College has already started and you may think that it’s too late to take advantage of tax savings for 529 plans. It looks like you’ve got a little rethinking to do. If you’ve been blessed with good geography, aka live in the right state, you could potentially save several hundred dollars (give or take) on your taxes.  

Here’s a summary of how this idea can work for you. Assuming you have another college savings plan, the money from there is taken and moved into the 529 plan of your state. When the next college tuition bill arrives, it will be paid with the money from the 529 plans. 

By doing this, you can claim a tax deduction from your state income tax. The expense of college has just become a write off on your state income tax return. And just like that, you’ve received a tax savings benefit from your 529.   

Not all states allow this 529 write off, so be sure to do your research. But the good news is that over fifty percent of the states and the District of Columbia will allow you to deduct all or part of your contributions. Rules do vary so be sure to check with your state or a tax professional for more details. 

For example, three states- Kansas, Maine and Pennsylvania, even allow residents to deduct their contributions to out of state plans as well. The tax savings could be several hundred dollars so it is very well worth the effort of doing your homework. Also, be aware that there are a few states that will require the funds to be held in the 529 plans for a minimum time period. 

It is important to choose the right administrator for your plan. By making such an immediate payment to the college, the transaction costs in creating the account will probably be greater than the amount of money that the account will generate. So not all plan providers love this sort of quick transaction. But a good administrator will help you find all the tax benefits.

The state tax department loses revenue with transactions like this so who can tell what sort of changes in policy could be made.
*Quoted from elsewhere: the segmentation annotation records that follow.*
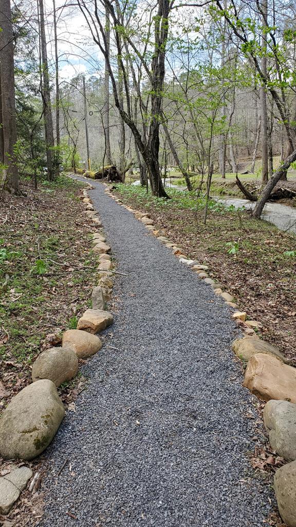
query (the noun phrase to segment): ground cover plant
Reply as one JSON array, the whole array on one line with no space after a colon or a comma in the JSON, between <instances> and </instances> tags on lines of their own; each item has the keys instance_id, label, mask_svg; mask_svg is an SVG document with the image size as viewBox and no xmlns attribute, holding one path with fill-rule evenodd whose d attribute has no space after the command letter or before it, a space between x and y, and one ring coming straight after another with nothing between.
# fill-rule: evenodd
<instances>
[{"instance_id":1,"label":"ground cover plant","mask_svg":"<svg viewBox=\"0 0 296 527\"><path fill-rule=\"evenodd\" d=\"M31 382L41 350L60 344L90 307L95 258L80 182L60 177L26 196L4 193L0 211L0 408ZM61 392L71 400L75 383Z\"/></svg>"},{"instance_id":2,"label":"ground cover plant","mask_svg":"<svg viewBox=\"0 0 296 527\"><path fill-rule=\"evenodd\" d=\"M190 258L209 265L210 276L227 287L250 318L263 325L265 340L296 360L296 237L256 221L243 209L205 200L171 189L171 200L145 189L118 185L124 203L149 212L154 224Z\"/></svg>"}]
</instances>

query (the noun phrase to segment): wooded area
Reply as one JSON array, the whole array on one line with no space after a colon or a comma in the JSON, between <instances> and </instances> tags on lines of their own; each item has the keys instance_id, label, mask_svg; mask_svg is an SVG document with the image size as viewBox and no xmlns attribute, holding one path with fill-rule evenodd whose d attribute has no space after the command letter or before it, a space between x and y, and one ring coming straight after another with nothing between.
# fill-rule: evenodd
<instances>
[{"instance_id":1,"label":"wooded area","mask_svg":"<svg viewBox=\"0 0 296 527\"><path fill-rule=\"evenodd\" d=\"M122 181L132 170L169 198L169 167L191 191L193 175L223 179L249 163L261 182L259 218L287 179L293 3L3 0L0 9L2 188L19 193L18 173L36 187L61 167L114 165Z\"/></svg>"}]
</instances>

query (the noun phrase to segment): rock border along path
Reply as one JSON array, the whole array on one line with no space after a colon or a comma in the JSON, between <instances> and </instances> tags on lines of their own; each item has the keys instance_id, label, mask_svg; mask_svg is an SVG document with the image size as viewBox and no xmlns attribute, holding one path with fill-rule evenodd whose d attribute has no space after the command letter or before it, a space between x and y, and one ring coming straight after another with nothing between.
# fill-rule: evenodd
<instances>
[{"instance_id":1,"label":"rock border along path","mask_svg":"<svg viewBox=\"0 0 296 527\"><path fill-rule=\"evenodd\" d=\"M102 333L110 347L88 359L88 387L54 440L40 524L263 525L271 493L248 458L255 399L233 358L228 308L93 184L127 276L116 279L118 312Z\"/></svg>"}]
</instances>

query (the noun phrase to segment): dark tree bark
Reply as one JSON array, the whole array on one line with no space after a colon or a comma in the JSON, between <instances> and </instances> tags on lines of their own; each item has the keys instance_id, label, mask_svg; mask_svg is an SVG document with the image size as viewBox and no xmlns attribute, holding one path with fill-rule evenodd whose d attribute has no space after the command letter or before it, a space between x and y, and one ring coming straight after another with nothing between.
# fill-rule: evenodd
<instances>
[{"instance_id":1,"label":"dark tree bark","mask_svg":"<svg viewBox=\"0 0 296 527\"><path fill-rule=\"evenodd\" d=\"M0 163L4 162L4 138L2 118L2 94L1 91L1 67L0 66Z\"/></svg>"},{"instance_id":2,"label":"dark tree bark","mask_svg":"<svg viewBox=\"0 0 296 527\"><path fill-rule=\"evenodd\" d=\"M162 123L162 128L164 130L165 137L166 138L167 142L169 143L169 145L170 147L170 148L171 149L171 151L173 154L174 159L175 160L175 161L177 164L179 170L181 172L182 175L183 176L185 179L185 181L186 181L187 188L189 191L192 190L193 190L192 185L191 184L191 182L190 181L190 178L189 177L189 174L188 173L188 171L185 170L184 167L183 166L181 163L181 160L180 159L179 157L177 154L177 151L175 148L174 143L173 143L173 141L171 139L171 136L170 135L170 133L169 132L169 130L167 130L165 123L164 122Z\"/></svg>"},{"instance_id":3,"label":"dark tree bark","mask_svg":"<svg viewBox=\"0 0 296 527\"><path fill-rule=\"evenodd\" d=\"M60 160L61 158L60 152L60 146L61 144L61 137L60 131L60 85L58 79L58 53L57 49L57 34L56 31L56 12L55 9L55 0L53 0L53 27L54 33L54 53L55 62L55 120L56 129L56 146L57 147L57 152L56 155L56 175L60 173Z\"/></svg>"},{"instance_id":4,"label":"dark tree bark","mask_svg":"<svg viewBox=\"0 0 296 527\"><path fill-rule=\"evenodd\" d=\"M262 26L266 27L268 17L268 0L263 0L261 3ZM265 77L267 76L267 46L266 35L263 33L261 38L262 56L261 70ZM262 149L262 182L265 184L268 181L268 119L267 118L267 103L266 88L264 84L260 87L260 105L261 108L261 149Z\"/></svg>"},{"instance_id":5,"label":"dark tree bark","mask_svg":"<svg viewBox=\"0 0 296 527\"><path fill-rule=\"evenodd\" d=\"M106 32L106 52L108 57L110 56L110 19L109 11L107 6L105 7L105 32ZM103 123L105 132L105 141L106 146L106 161L107 165L112 164L111 159L111 147L110 146L110 92L109 82L110 75L108 70L108 65L105 61L105 73L104 76L104 103L103 107Z\"/></svg>"},{"instance_id":6,"label":"dark tree bark","mask_svg":"<svg viewBox=\"0 0 296 527\"><path fill-rule=\"evenodd\" d=\"M256 218L259 219L261 217L262 210L263 210L263 207L269 198L272 190L275 187L275 185L278 182L282 179L283 173L287 172L287 171L291 165L291 163L293 163L295 160L296 150L294 150L291 155L287 158L285 161L284 161L283 164L280 167L276 172L274 172L273 177L271 179L269 180L267 184L264 187L261 194L261 197L260 200L259 200L257 202L255 208L254 209L253 212L253 216L254 218Z\"/></svg>"},{"instance_id":7,"label":"dark tree bark","mask_svg":"<svg viewBox=\"0 0 296 527\"><path fill-rule=\"evenodd\" d=\"M46 143L46 159L49 181L52 181L54 177L52 149L54 147L53 137L53 119L50 87L50 77L47 61L47 50L45 36L45 22L44 20L44 6L43 0L38 0L40 13L40 40L41 43L41 55L42 58L42 99L43 102L43 116L45 129L45 142Z\"/></svg>"},{"instance_id":8,"label":"dark tree bark","mask_svg":"<svg viewBox=\"0 0 296 527\"><path fill-rule=\"evenodd\" d=\"M13 33L10 0L1 0L0 4L0 78L3 123L0 155L8 165L7 188L15 194L20 194L18 171L14 148L17 141ZM0 142L1 141L0 136ZM1 154L1 151L3 153ZM4 153L4 156L3 156Z\"/></svg>"}]
</instances>

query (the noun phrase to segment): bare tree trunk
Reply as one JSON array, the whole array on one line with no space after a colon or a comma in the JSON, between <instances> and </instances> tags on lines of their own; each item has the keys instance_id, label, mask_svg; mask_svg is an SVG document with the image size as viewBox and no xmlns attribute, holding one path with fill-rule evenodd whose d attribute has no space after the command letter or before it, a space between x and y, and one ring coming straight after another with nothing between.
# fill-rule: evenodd
<instances>
[{"instance_id":1,"label":"bare tree trunk","mask_svg":"<svg viewBox=\"0 0 296 527\"><path fill-rule=\"evenodd\" d=\"M273 118L272 112L270 116L270 120L268 122L268 172L269 179L270 179L273 175L273 152L272 149L272 130L273 129Z\"/></svg>"},{"instance_id":2,"label":"bare tree trunk","mask_svg":"<svg viewBox=\"0 0 296 527\"><path fill-rule=\"evenodd\" d=\"M264 187L261 194L261 197L257 202L254 209L253 212L254 218L259 219L261 217L263 207L275 185L282 179L283 173L287 173L287 171L291 165L291 163L293 163L295 160L296 160L296 150L294 150L291 155L287 158L285 161L274 172L273 177L271 179L269 180L267 184Z\"/></svg>"},{"instance_id":3,"label":"bare tree trunk","mask_svg":"<svg viewBox=\"0 0 296 527\"><path fill-rule=\"evenodd\" d=\"M268 0L263 0L261 3L261 11L262 26L265 27L268 17ZM266 35L264 34L264 32L261 38L261 50L262 53L261 70L264 76L267 77L267 58L266 55L267 46ZM267 118L266 89L264 85L262 85L260 87L260 105L261 109L262 182L262 184L265 184L268 181L268 120Z\"/></svg>"},{"instance_id":4,"label":"bare tree trunk","mask_svg":"<svg viewBox=\"0 0 296 527\"><path fill-rule=\"evenodd\" d=\"M106 51L108 57L110 56L110 19L109 11L107 6L105 6L105 34L106 34ZM106 158L107 165L112 164L111 159L111 147L110 146L110 91L109 89L109 81L110 75L108 70L108 65L105 61L105 74L104 76L104 103L103 107L103 123L105 131L106 142Z\"/></svg>"},{"instance_id":5,"label":"bare tree trunk","mask_svg":"<svg viewBox=\"0 0 296 527\"><path fill-rule=\"evenodd\" d=\"M54 53L55 62L55 122L56 128L56 175L60 173L60 161L61 154L60 147L61 144L61 136L60 131L60 86L58 79L58 54L57 50L57 34L56 31L56 13L55 9L55 0L53 0L53 27L54 33Z\"/></svg>"},{"instance_id":6,"label":"bare tree trunk","mask_svg":"<svg viewBox=\"0 0 296 527\"><path fill-rule=\"evenodd\" d=\"M1 68L0 67L0 163L4 163L4 138L2 117L2 94L1 91Z\"/></svg>"},{"instance_id":7,"label":"bare tree trunk","mask_svg":"<svg viewBox=\"0 0 296 527\"><path fill-rule=\"evenodd\" d=\"M257 155L257 152L258 151L258 147L259 145L259 141L260 139L260 133L261 131L261 118L259 118L259 120L258 121L258 125L257 126L257 132L256 133L256 140L255 141L255 146L254 147L254 151L253 152L253 158L252 159L252 164L251 165L250 172L252 174L253 174L255 171L255 163L256 162L256 157Z\"/></svg>"},{"instance_id":8,"label":"bare tree trunk","mask_svg":"<svg viewBox=\"0 0 296 527\"><path fill-rule=\"evenodd\" d=\"M238 165L236 164L236 161L235 161L234 149L233 148L233 143L231 139L229 144L229 154L230 155L230 162L231 163L232 172L233 173L235 174L238 171Z\"/></svg>"},{"instance_id":9,"label":"bare tree trunk","mask_svg":"<svg viewBox=\"0 0 296 527\"><path fill-rule=\"evenodd\" d=\"M167 130L166 125L165 123L163 122L162 123L162 128L164 130L165 137L166 138L167 142L169 143L169 145L170 147L170 148L171 149L171 151L173 154L174 159L175 160L175 161L177 164L179 170L180 171L180 172L181 172L181 173L182 174L185 179L185 181L186 181L186 184L187 185L187 188L189 191L192 190L192 185L191 184L191 182L190 181L190 178L189 177L189 174L188 173L188 171L187 170L185 170L185 169L184 168L184 167L183 166L181 163L181 160L180 159L179 155L177 153L177 151L175 148L173 141L171 139L171 136L170 135L170 133L169 132L169 130Z\"/></svg>"},{"instance_id":10,"label":"bare tree trunk","mask_svg":"<svg viewBox=\"0 0 296 527\"><path fill-rule=\"evenodd\" d=\"M45 142L46 143L46 159L49 181L54 179L52 149L54 147L53 137L53 119L50 88L50 77L47 61L47 50L45 36L45 23L44 20L44 6L43 0L38 0L40 12L40 39L41 41L41 54L42 58L42 77L44 127L45 129Z\"/></svg>"},{"instance_id":11,"label":"bare tree trunk","mask_svg":"<svg viewBox=\"0 0 296 527\"><path fill-rule=\"evenodd\" d=\"M14 148L17 141L13 34L10 0L1 0L0 7L0 78L2 110L3 149L4 161L8 165L8 188L15 194L21 193L18 171ZM3 154L2 154L3 155Z\"/></svg>"},{"instance_id":12,"label":"bare tree trunk","mask_svg":"<svg viewBox=\"0 0 296 527\"><path fill-rule=\"evenodd\" d=\"M227 8L227 2L226 0L224 1L224 8ZM226 38L226 28L227 23L225 18L223 21L223 37L222 42L221 45L221 67L223 68L225 65L225 38ZM222 89L224 89L222 87ZM226 100L225 97L225 94L223 93L221 102L223 104L222 111L222 116L224 119L224 123L225 123L225 118L226 117ZM221 177L222 179L225 179L225 165L226 165L226 134L225 133L222 133L220 134L219 137L219 172L221 174Z\"/></svg>"}]
</instances>

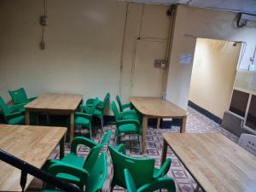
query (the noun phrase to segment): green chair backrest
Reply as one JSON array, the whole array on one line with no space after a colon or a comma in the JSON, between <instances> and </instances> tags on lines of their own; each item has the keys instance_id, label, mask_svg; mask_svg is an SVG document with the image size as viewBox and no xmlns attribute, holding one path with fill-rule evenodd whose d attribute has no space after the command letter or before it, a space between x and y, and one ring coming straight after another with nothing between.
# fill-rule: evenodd
<instances>
[{"instance_id":1,"label":"green chair backrest","mask_svg":"<svg viewBox=\"0 0 256 192\"><path fill-rule=\"evenodd\" d=\"M9 90L9 94L12 97L14 104L27 102L27 96L23 87L15 90Z\"/></svg>"},{"instance_id":2,"label":"green chair backrest","mask_svg":"<svg viewBox=\"0 0 256 192\"><path fill-rule=\"evenodd\" d=\"M92 167L97 160L99 154L102 148L103 145L100 144L92 148L86 157L86 160L84 164L84 168L86 169L89 172L91 172Z\"/></svg>"},{"instance_id":3,"label":"green chair backrest","mask_svg":"<svg viewBox=\"0 0 256 192\"><path fill-rule=\"evenodd\" d=\"M8 108L7 104L3 101L3 99L0 96L0 108L3 113L3 116L9 114L12 111L9 108Z\"/></svg>"},{"instance_id":4,"label":"green chair backrest","mask_svg":"<svg viewBox=\"0 0 256 192\"><path fill-rule=\"evenodd\" d=\"M111 109L112 109L112 111L113 113L113 116L114 116L115 121L119 120L119 110L118 110L118 108L117 108L116 104L115 104L114 102L111 102Z\"/></svg>"},{"instance_id":5,"label":"green chair backrest","mask_svg":"<svg viewBox=\"0 0 256 192\"><path fill-rule=\"evenodd\" d=\"M94 100L93 103L92 103L92 106L91 106L91 108L90 108L90 110L89 111L90 114L93 114L93 113L94 113L94 111L95 111L95 109L96 109L96 106L98 105L99 102L100 102L100 100L99 100L98 97L96 97L96 98Z\"/></svg>"},{"instance_id":6,"label":"green chair backrest","mask_svg":"<svg viewBox=\"0 0 256 192\"><path fill-rule=\"evenodd\" d=\"M131 175L136 178L137 188L153 181L154 159L137 159L127 156L108 145L113 166L113 179L116 184L126 188L124 170L128 169Z\"/></svg>"},{"instance_id":7,"label":"green chair backrest","mask_svg":"<svg viewBox=\"0 0 256 192\"><path fill-rule=\"evenodd\" d=\"M119 103L120 112L122 112L122 111L123 111L123 108L122 108L122 102L121 102L120 97L119 97L119 96L115 96L115 99L116 99L116 101L117 101L118 103Z\"/></svg>"},{"instance_id":8,"label":"green chair backrest","mask_svg":"<svg viewBox=\"0 0 256 192\"><path fill-rule=\"evenodd\" d=\"M102 103L103 109L105 108L105 107L106 107L106 105L107 105L107 102L108 102L108 101L109 100L109 98L110 98L110 94L109 94L109 93L107 93L107 95L105 96L103 103Z\"/></svg>"},{"instance_id":9,"label":"green chair backrest","mask_svg":"<svg viewBox=\"0 0 256 192\"><path fill-rule=\"evenodd\" d=\"M125 177L127 192L137 192L135 182L128 169L125 169ZM143 187L143 189L139 189L139 191L153 192L161 189L166 189L168 192L175 192L176 187L173 179L171 177L160 177L157 181L154 181L151 183L147 183Z\"/></svg>"},{"instance_id":10,"label":"green chair backrest","mask_svg":"<svg viewBox=\"0 0 256 192\"><path fill-rule=\"evenodd\" d=\"M85 182L85 192L101 191L108 175L107 155L103 152L96 160L95 165Z\"/></svg>"},{"instance_id":11,"label":"green chair backrest","mask_svg":"<svg viewBox=\"0 0 256 192\"><path fill-rule=\"evenodd\" d=\"M109 131L106 133L104 138L102 139L102 143L101 143L101 145L103 145L103 146L104 146L104 145L108 142L109 138L110 138L110 136L111 136L111 130L109 130Z\"/></svg>"},{"instance_id":12,"label":"green chair backrest","mask_svg":"<svg viewBox=\"0 0 256 192\"><path fill-rule=\"evenodd\" d=\"M130 174L128 169L125 169L125 183L127 188L127 192L137 192L137 188L134 183L134 180Z\"/></svg>"}]
</instances>

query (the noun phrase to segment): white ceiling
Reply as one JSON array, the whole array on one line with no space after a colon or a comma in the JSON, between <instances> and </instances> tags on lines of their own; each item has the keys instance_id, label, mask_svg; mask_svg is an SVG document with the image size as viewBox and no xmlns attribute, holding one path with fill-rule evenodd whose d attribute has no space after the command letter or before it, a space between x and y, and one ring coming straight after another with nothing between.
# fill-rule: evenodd
<instances>
[{"instance_id":1,"label":"white ceiling","mask_svg":"<svg viewBox=\"0 0 256 192\"><path fill-rule=\"evenodd\" d=\"M126 0L158 4L182 3L193 7L209 8L256 14L256 0Z\"/></svg>"}]
</instances>

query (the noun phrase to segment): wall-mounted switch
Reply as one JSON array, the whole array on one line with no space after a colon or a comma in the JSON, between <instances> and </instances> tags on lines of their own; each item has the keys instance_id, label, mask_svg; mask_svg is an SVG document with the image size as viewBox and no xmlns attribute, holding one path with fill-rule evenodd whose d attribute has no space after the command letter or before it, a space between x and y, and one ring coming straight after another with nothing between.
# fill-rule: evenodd
<instances>
[{"instance_id":1,"label":"wall-mounted switch","mask_svg":"<svg viewBox=\"0 0 256 192\"><path fill-rule=\"evenodd\" d=\"M155 60L154 61L154 67L157 68L165 68L166 66L166 61L164 60Z\"/></svg>"},{"instance_id":2,"label":"wall-mounted switch","mask_svg":"<svg viewBox=\"0 0 256 192\"><path fill-rule=\"evenodd\" d=\"M45 15L40 16L40 24L41 26L48 25L48 17Z\"/></svg>"}]
</instances>

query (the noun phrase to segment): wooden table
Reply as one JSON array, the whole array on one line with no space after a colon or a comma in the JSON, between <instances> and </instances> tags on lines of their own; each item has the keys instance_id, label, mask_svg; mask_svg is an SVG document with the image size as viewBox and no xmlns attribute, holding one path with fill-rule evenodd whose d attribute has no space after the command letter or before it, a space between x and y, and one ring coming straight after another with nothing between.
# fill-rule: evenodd
<instances>
[{"instance_id":1,"label":"wooden table","mask_svg":"<svg viewBox=\"0 0 256 192\"><path fill-rule=\"evenodd\" d=\"M61 142L64 154L65 127L0 125L0 148L41 168ZM0 191L20 191L20 170L0 161ZM26 187L33 177L27 176Z\"/></svg>"},{"instance_id":2,"label":"wooden table","mask_svg":"<svg viewBox=\"0 0 256 192\"><path fill-rule=\"evenodd\" d=\"M167 145L204 191L256 191L256 157L218 133L163 133Z\"/></svg>"},{"instance_id":3,"label":"wooden table","mask_svg":"<svg viewBox=\"0 0 256 192\"><path fill-rule=\"evenodd\" d=\"M180 132L185 132L187 112L173 103L155 97L131 97L130 102L143 115L142 151L145 151L148 130L148 119L157 118L159 128L161 118L181 119Z\"/></svg>"},{"instance_id":4,"label":"wooden table","mask_svg":"<svg viewBox=\"0 0 256 192\"><path fill-rule=\"evenodd\" d=\"M70 115L70 143L73 139L74 112L82 102L82 95L48 93L24 106L26 125L30 125L30 112L44 112L51 114Z\"/></svg>"}]
</instances>

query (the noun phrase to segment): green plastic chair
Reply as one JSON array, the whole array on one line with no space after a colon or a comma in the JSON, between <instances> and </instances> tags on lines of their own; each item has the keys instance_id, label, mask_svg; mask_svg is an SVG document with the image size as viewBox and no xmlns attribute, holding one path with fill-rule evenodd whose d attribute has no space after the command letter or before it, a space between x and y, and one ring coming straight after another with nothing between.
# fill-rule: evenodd
<instances>
[{"instance_id":1,"label":"green plastic chair","mask_svg":"<svg viewBox=\"0 0 256 192\"><path fill-rule=\"evenodd\" d=\"M61 160L49 160L43 166L43 170L49 172L50 167L55 164L65 165L67 166L71 166L76 167L78 170L81 172L84 172L86 177L91 174L93 166L96 161L99 153L102 147L108 142L109 137L111 136L111 130L109 130L103 140L100 144L84 137L76 137L71 143L71 151L70 154L63 157ZM86 159L84 160L83 157L77 155L77 148L79 145L84 145L90 148L89 154ZM67 181L69 183L77 184L79 187L84 185L83 181L73 175L73 172L60 172L58 174L58 177Z\"/></svg>"},{"instance_id":2,"label":"green plastic chair","mask_svg":"<svg viewBox=\"0 0 256 192\"><path fill-rule=\"evenodd\" d=\"M127 192L154 192L158 189L166 189L168 192L176 192L175 183L171 177L159 177L149 183L145 183L137 189L135 182L128 169L125 169L125 183ZM134 177L137 177L135 176Z\"/></svg>"},{"instance_id":3,"label":"green plastic chair","mask_svg":"<svg viewBox=\"0 0 256 192\"><path fill-rule=\"evenodd\" d=\"M59 177L60 174L66 173L72 174L73 177L79 178L81 187L84 188L85 186L85 192L102 191L108 175L107 155L106 153L103 152L96 160L96 163L90 173L88 173L85 170L78 169L76 166L64 164L55 164L49 168L49 172L56 177ZM42 192L57 191L59 190L49 185L46 185L46 189L42 190Z\"/></svg>"},{"instance_id":4,"label":"green plastic chair","mask_svg":"<svg viewBox=\"0 0 256 192\"><path fill-rule=\"evenodd\" d=\"M104 110L106 108L107 103L108 102L108 100L110 99L110 94L107 93L107 95L105 96L105 98L103 101L100 101L100 102L98 103L98 105L96 106L96 109L94 111L94 115L96 116L97 118L99 118L101 119L101 123L102 123L102 129L104 125ZM95 99L90 98L88 99L86 101L86 104L84 105L81 105L80 108L82 110L85 110L88 107L91 107L92 103L94 102ZM86 108L87 107L87 108Z\"/></svg>"},{"instance_id":5,"label":"green plastic chair","mask_svg":"<svg viewBox=\"0 0 256 192\"><path fill-rule=\"evenodd\" d=\"M17 104L9 107L0 96L0 108L3 112L4 120L9 125L25 124L24 104Z\"/></svg>"},{"instance_id":6,"label":"green plastic chair","mask_svg":"<svg viewBox=\"0 0 256 192\"><path fill-rule=\"evenodd\" d=\"M116 96L115 99L119 103L120 112L123 112L126 108L131 109L131 103L122 104L121 99L119 96Z\"/></svg>"},{"instance_id":7,"label":"green plastic chair","mask_svg":"<svg viewBox=\"0 0 256 192\"><path fill-rule=\"evenodd\" d=\"M115 185L126 189L124 170L128 169L132 176L136 176L135 185L137 189L146 183L154 182L156 178L164 177L169 171L171 159L166 159L160 169L154 167L154 159L152 158L133 158L125 155L125 147L120 144L117 148L108 145L111 154L113 176L111 183L111 191Z\"/></svg>"},{"instance_id":8,"label":"green plastic chair","mask_svg":"<svg viewBox=\"0 0 256 192\"><path fill-rule=\"evenodd\" d=\"M112 102L111 108L113 113L116 124L114 143L116 143L117 137L120 133L138 134L139 138L142 135L142 126L137 119L136 112L130 110L119 113L114 102ZM125 118L125 115L133 116L133 119L128 119Z\"/></svg>"},{"instance_id":9,"label":"green plastic chair","mask_svg":"<svg viewBox=\"0 0 256 192\"><path fill-rule=\"evenodd\" d=\"M76 112L74 115L74 125L79 125L89 129L90 139L92 129L91 121L94 115L94 112L99 102L99 99L96 98L92 103L91 108L88 108L87 110L83 110L83 112Z\"/></svg>"},{"instance_id":10,"label":"green plastic chair","mask_svg":"<svg viewBox=\"0 0 256 192\"><path fill-rule=\"evenodd\" d=\"M23 87L15 90L9 90L9 94L12 97L14 104L20 103L28 103L38 97L27 98L26 93Z\"/></svg>"}]
</instances>

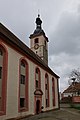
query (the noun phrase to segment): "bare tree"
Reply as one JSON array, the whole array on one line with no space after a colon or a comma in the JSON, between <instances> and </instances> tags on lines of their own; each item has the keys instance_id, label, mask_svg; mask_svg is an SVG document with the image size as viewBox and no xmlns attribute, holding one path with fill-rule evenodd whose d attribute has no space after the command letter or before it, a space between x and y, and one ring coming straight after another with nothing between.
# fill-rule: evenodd
<instances>
[{"instance_id":1,"label":"bare tree","mask_svg":"<svg viewBox=\"0 0 80 120\"><path fill-rule=\"evenodd\" d=\"M69 84L72 82L80 82L80 70L79 69L73 69L69 75Z\"/></svg>"}]
</instances>

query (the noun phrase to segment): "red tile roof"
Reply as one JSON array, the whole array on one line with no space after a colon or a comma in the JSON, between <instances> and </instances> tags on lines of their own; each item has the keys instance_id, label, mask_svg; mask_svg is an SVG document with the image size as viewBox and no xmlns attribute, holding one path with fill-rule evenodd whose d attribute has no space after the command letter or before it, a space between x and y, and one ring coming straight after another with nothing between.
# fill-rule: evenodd
<instances>
[{"instance_id":1,"label":"red tile roof","mask_svg":"<svg viewBox=\"0 0 80 120\"><path fill-rule=\"evenodd\" d=\"M80 83L75 83L70 85L66 90L64 90L63 93L72 93L72 92L78 92L80 91Z\"/></svg>"},{"instance_id":2,"label":"red tile roof","mask_svg":"<svg viewBox=\"0 0 80 120\"><path fill-rule=\"evenodd\" d=\"M59 78L59 76L54 73L48 65L44 63L44 61L36 55L27 45L25 45L19 38L17 38L11 31L9 31L3 24L0 23L0 37L3 40L12 45L16 46L16 48L22 52L23 54L29 56L29 58L34 61L36 64L39 64L43 69L48 71L50 74L54 75L55 77ZM5 39L6 38L6 39Z\"/></svg>"}]
</instances>

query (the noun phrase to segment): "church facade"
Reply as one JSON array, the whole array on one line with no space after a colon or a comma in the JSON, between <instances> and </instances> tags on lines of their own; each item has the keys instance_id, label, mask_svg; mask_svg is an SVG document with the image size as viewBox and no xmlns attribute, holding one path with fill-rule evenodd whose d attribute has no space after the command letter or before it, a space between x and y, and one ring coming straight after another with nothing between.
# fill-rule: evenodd
<instances>
[{"instance_id":1,"label":"church facade","mask_svg":"<svg viewBox=\"0 0 80 120\"><path fill-rule=\"evenodd\" d=\"M0 23L0 120L59 108L59 76L48 66L48 38L40 16L30 48Z\"/></svg>"}]
</instances>

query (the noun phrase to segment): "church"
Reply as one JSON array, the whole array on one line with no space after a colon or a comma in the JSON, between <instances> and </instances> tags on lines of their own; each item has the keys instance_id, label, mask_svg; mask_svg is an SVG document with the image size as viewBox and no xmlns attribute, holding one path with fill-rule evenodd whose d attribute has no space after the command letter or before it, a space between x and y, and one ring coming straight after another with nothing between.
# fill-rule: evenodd
<instances>
[{"instance_id":1,"label":"church","mask_svg":"<svg viewBox=\"0 0 80 120\"><path fill-rule=\"evenodd\" d=\"M59 76L48 66L48 38L40 15L30 48L0 23L0 120L59 108Z\"/></svg>"}]
</instances>

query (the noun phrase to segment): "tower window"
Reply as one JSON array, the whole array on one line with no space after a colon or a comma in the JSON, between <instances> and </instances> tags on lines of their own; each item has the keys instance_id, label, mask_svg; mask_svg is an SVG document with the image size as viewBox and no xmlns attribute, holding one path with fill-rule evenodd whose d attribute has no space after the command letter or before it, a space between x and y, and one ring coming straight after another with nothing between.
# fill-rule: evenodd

The rules governing those write-offs may be changing soon.

And many of the plan managers could change over the next few years, since some 60% of state contracts with their current 529 providers are set to expire by 2010.  This is why it is so very important to check with your accountant or tax professional regarding the 529 plan rules in your state. 

Parents, grandparents, other family members, friends or anyone can establish a 529 plan.  You can even establish one for yourself. Since there are no age restrictions, it’s never too late to open a 529 plan (named after its section in the IRS code). Funds are generally available for immediate use.  And it’s easy to withdraw money from your fund. 

 By filling out certain forms, you can even arrange for the money to be sent directly to the college. Take advantage of the tax opportunity while you still can. It’s only too late once you graduate because unfortunately, student loan payments don’t count.  Of course, there’s always graduate school.

A few hundred dollars here and there can really add up especially during the college years.  So what if college has started?   Look for those state tax breaks with a 529 plan.  Take advantage of the tax savings for 529 plans right now even though college has started and put a little extra green in your pocket.